For me, the king of such films will always remain Wes Anderson who is a genius - but this is a ruddy good film in itself.
It starts off in classic Anderson-esque indie comedy territory with a plain white title in a plain yet slightly dated font. But there is also a wonderful streak of dark humour in the juxtaposition of the title and the depressed image of Steve Carrell's Frank recovering from a failed suicide attempt. Comedy wise the tone is a bit all over the place, and whilst it does start with the traditional dysfunctional family and quite a bit of black humour, the film quickly takes a far more slapstick path whilst dealing with some quite deep themes. After all this is about dealing with losing (I was going to say dealing with loss.... but it is not quite the same) - After all it is about a small girl going to a pageant. And whilst Abigail Breslin's Olive is wonderful, she is not really cut out for the freaky freaky world of children's pageants. So it is a road trip towards certain failure and it is marred with so many bonkers pits that the tone kind of flits around because yes this is a film about trying to chase your dreams (the point where Paul Dano's Dwayne realises he can't fight in the air force is heart breaking) but it is a pretty stupid farce.
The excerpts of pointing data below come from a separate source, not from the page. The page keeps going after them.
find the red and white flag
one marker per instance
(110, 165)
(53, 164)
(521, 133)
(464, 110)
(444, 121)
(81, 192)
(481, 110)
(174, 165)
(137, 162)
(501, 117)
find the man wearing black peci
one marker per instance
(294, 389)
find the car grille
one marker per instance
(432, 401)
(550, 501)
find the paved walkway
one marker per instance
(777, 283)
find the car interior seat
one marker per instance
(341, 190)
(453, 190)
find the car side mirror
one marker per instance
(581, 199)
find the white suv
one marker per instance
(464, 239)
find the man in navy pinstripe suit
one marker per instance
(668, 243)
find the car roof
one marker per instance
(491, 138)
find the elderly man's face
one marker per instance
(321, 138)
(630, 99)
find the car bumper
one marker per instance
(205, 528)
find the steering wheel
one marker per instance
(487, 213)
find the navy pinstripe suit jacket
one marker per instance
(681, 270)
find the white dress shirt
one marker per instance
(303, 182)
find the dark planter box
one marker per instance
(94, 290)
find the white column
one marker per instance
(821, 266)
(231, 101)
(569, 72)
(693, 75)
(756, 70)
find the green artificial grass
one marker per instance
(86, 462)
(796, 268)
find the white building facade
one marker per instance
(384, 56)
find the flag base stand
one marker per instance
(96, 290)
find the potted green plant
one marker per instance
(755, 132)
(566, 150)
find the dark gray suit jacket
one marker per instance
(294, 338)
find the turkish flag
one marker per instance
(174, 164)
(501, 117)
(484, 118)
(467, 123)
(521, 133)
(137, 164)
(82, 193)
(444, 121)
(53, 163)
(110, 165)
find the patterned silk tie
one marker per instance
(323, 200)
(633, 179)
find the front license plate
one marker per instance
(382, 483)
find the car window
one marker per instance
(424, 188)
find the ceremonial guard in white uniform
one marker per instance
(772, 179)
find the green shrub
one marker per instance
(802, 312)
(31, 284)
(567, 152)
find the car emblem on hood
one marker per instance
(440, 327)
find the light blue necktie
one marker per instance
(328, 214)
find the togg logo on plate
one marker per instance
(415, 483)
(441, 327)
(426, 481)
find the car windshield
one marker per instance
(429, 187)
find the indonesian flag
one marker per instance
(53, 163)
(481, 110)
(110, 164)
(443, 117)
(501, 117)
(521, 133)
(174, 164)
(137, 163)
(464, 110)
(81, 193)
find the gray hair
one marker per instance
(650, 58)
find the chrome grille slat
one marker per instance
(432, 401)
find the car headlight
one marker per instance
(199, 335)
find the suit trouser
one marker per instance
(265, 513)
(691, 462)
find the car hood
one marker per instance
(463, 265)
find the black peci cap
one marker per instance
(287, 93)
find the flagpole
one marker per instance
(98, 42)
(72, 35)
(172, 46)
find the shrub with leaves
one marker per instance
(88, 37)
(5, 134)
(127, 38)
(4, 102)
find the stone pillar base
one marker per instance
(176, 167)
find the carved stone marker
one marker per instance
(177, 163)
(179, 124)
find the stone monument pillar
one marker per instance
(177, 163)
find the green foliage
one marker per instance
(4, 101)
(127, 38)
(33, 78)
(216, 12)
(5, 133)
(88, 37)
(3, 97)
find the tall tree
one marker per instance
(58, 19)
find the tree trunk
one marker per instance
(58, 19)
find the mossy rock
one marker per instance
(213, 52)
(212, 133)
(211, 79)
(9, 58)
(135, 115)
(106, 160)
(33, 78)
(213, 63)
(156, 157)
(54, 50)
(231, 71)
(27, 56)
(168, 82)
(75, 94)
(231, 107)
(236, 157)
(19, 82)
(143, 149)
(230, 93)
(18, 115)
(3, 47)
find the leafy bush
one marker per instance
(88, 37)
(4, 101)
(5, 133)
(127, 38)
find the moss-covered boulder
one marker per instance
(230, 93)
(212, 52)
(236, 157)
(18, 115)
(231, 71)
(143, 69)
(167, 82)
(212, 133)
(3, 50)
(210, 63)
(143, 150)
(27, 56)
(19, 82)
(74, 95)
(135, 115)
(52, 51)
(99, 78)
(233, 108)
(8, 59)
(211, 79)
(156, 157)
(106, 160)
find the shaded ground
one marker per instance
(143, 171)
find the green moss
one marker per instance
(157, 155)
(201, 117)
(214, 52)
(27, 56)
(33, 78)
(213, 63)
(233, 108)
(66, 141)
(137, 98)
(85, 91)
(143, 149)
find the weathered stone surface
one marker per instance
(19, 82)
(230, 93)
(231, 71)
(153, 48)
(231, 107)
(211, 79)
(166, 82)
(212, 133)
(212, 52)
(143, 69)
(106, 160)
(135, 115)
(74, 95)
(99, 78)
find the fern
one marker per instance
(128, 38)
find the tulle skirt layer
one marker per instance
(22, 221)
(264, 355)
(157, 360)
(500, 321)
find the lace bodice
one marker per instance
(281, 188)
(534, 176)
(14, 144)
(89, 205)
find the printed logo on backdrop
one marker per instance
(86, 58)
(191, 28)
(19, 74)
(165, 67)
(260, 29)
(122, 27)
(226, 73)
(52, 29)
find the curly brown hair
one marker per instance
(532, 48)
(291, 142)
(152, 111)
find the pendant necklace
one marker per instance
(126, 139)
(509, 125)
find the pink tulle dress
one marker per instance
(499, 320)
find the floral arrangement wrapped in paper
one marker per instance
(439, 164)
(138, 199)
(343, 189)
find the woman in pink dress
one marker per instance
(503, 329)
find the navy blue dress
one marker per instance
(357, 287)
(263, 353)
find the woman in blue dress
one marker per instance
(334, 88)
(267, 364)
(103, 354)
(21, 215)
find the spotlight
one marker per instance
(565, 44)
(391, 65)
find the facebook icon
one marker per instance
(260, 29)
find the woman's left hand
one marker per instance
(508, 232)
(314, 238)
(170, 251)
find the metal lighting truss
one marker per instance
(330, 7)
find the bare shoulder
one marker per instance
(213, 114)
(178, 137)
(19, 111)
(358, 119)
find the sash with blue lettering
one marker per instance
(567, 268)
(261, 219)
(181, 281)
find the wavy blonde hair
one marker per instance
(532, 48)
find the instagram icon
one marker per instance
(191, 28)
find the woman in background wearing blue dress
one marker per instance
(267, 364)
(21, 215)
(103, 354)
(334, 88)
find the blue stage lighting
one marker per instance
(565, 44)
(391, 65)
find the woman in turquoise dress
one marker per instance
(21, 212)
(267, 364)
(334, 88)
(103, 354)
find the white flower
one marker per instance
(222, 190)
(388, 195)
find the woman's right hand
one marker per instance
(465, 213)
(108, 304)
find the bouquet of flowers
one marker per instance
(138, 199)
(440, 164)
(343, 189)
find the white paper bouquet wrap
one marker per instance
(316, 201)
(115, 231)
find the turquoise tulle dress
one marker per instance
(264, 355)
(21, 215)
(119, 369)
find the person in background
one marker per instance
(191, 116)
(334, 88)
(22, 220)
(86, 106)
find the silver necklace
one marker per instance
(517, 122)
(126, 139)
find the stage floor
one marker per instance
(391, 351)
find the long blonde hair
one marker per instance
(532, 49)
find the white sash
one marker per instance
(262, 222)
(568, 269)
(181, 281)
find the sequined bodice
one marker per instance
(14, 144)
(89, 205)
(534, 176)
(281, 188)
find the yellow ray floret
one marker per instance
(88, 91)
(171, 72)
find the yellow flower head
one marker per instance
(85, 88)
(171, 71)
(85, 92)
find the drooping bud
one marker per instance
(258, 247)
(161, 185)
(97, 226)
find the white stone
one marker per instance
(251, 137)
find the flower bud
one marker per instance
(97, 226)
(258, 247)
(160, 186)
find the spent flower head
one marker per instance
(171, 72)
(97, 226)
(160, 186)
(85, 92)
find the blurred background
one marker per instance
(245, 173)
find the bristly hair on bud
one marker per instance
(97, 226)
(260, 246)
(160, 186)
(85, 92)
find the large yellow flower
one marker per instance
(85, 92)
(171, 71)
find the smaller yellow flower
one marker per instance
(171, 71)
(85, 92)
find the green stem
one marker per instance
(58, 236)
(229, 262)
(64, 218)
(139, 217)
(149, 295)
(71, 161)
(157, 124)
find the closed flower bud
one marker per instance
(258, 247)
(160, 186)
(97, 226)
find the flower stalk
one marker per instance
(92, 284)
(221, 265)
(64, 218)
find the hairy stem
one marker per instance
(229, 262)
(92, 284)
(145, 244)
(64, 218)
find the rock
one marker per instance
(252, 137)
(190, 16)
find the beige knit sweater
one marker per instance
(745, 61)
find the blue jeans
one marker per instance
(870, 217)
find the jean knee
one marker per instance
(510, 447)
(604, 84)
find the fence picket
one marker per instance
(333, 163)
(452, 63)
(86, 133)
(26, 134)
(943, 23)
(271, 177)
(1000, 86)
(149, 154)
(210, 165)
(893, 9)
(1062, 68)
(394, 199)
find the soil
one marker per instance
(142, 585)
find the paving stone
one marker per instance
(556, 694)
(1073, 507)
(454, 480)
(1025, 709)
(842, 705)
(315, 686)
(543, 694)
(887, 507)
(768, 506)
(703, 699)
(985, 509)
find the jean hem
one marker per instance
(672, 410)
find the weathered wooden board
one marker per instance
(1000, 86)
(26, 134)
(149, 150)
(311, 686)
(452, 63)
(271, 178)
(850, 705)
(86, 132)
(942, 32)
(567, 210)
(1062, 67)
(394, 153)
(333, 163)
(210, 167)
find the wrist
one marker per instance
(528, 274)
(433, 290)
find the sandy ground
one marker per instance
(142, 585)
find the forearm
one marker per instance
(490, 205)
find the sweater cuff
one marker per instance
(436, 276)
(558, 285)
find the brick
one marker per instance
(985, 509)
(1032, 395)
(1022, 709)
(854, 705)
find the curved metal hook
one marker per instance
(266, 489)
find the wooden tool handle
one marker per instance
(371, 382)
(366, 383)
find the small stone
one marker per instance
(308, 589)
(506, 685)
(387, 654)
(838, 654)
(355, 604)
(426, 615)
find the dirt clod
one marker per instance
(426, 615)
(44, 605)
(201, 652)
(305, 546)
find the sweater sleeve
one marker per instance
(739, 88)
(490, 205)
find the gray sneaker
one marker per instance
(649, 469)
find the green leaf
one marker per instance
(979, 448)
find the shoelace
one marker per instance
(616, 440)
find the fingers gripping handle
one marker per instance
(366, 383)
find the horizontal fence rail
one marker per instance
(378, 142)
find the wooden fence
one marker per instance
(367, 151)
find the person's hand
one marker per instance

Thanks to one, brilliant, prop.
The van. That wonderful bright yellow van. By the end of the film it is a surprise that the thing is still rolling and the frustration it causes just brings the family closer together. For they are a faltering family, and really it is kind of because of Greg Kinnear's role as Richard, the father of the family, a father who is so obsessed with winning that his family are terrified of failing in front of him. It is seen in Dwayne's silent nihilistic rebellion and it is seen in the gut wrenching scenes where Olive bursts into tears worried that her dad won't love her if she doesn't win. He begins as a bit of a bastard (telling his daughter not to eat ice cream as she will get fat and not win the beauty pageant) but slowly softens thanks to the support of the rest of the family.
Because the journey gives them time to come to terms with life. Steve Carrell handles gallows humour brilliantly as he comes to terms with his depression and seems to get over it. Paul Dano (who I have always thought was brilliant. Even as Klitz) comes to terms with not being able to acheive his dreams and Richard realises there is more to life then winning.
And I'm glad that there is more to life than winning beauty pageants. Because this children's pageant thing is wrong on EVERY LEVEL.
Really really freaks me out - and it freaks out Olive's family who watch the show whilst she prepares backstage. I don't understand it, and parts of the pageant sequence makes me feel really uncomfortable (to think such a things exists). But it does give us an excellent cameo from the wonderful Beth Grant (playing essentially the same pageant loving bigoted character she played in Donnie Darko) and it gives one of the biggest, funniest andup beat endings ever.
Olive's final performance is so cringe worthy and so excellent and causes such pandemonium that you leave that film feeling much better than you went in. Which is surely the key role of comedies.